Editor: I am tired of hearing about people comlaining about the poor planning measures of Pasco County. I think Pasco County made the right decision in spending the money to pave Denton Avenue and Peace Boulevard.
First of all, by paving these roads it might help save the lives of the children who wait for the school buses on these extremely dusty roads. The dust at times is so thick that if another car passes you going the opposite direction you have to stop and wait for the dust to settle in order to see if another car is coming before you can make a turn onto another street. In the meantime, you are stopped in the middle of a thick cloud of dust hoping that whoever is behind you can make out your brake lights and keep from plowing into the back of your own vehicle.
Just imagine children waiting out on the corners of these dangerous roads waiting for the school buses. In reality, by paving Denton Avenue and Peace Boulevard, it will help alleviate some of the traffic on County Line Road.
The Denton Avenue and Peace Boulevard area is slowly becoming more developed, with some beautiful new homes being built. Paving these roads will not only help keep the dust from settling in the homeowners' homes and lungs, but will also save money for Pasco County over the years since it won't have to grade these roads after every rainstorm. Parents will be able to safely get their children to the athletic field to take part in their favorite sports.
I am sorry, but those of you who are whining about problems with County Line Road should take a ride down Denton Avenue and Peace Boulevard and experience the thrill of the ride for yourselves, and then you will understand why Pasco County made the smart decision in paving Denton Avenue and Peace Boulevard.
J. Roberts, Hudson
Swiftmud ought to have power to act
Editor: I've had the opportunity to attend some Swiftmud seminars for about eight years. At almost every meeting the speaker would always mention to the effect that, "The ultimate solution to the water problems are the installation of desalination plants at the troubled areas, and that these plants have proved their worth in many areas of the United State and the world."
Swiftmud is an expensive bureaucracy, but with very restricted powers.
Why have not the county politicians of today and yesteryear taken their advice instead of hiring water war lawyers and spending millions of dollars to no avail? (Doesn't this make a taxpayer think?)
One Swiftmud member commented to me once to the effect, "If they did what we want them to do, then ultimately I may not have a job."
The Tampa/Clearwater area is hurting the most, but unfortunately their pumping may be hurting Pasco even more.
From these Swiftmud seminars I comprehended that the desalination plants should be, or have been built at the water shortage locations, but I suppose this might have been a too-logical solution.
This problem should not or even now have been a county politician problem, but Swiftmud should have had the legal power to have made this happen 10 years ago.

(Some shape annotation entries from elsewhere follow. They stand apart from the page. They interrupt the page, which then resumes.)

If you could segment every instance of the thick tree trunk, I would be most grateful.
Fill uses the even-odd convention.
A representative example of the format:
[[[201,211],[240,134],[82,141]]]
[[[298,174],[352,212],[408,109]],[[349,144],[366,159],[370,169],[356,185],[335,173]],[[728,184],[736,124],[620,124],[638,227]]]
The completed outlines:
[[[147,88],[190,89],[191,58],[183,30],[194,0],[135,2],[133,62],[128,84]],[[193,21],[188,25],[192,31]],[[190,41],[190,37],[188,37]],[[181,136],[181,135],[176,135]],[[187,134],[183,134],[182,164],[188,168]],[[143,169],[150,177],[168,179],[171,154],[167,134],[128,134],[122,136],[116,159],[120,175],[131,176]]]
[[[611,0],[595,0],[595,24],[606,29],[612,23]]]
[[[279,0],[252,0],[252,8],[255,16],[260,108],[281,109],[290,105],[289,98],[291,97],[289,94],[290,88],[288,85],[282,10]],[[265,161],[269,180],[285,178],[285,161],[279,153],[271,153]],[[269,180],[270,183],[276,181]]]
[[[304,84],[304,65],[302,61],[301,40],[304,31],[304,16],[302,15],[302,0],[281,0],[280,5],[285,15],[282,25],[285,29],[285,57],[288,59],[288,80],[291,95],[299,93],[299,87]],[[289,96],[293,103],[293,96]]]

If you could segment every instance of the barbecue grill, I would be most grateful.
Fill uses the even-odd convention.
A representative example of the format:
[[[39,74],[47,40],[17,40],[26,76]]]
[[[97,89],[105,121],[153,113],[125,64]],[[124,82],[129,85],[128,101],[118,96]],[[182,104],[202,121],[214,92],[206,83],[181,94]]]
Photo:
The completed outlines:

They knew it, logical people knew it, but many wasted dollars had to be spent, but wait, this still may not be done.
Murray Guttman, Port Richey
Theater reviewer's a pro _ listen to her
Editor: I disagree with Frank Marino's April 28 letter to the editor, which objected to Arts and Entertainment Editor Barbara Fredricksen's theater reviews.
Ms. Fredricksen is an experienced professional whose reviews have always been fair and objective. Why should she write a glowing review of a performance that obviously does not deserve it?
Those who read her columns consistently can see that she gives praise more frequently than not. I would not want to see a performance unless I could be sure it would not be a waste of my time and money.
In choosing whether to believe Mr. Marino's perceptions or Ms. Fredricksen's review, I'll take the professional.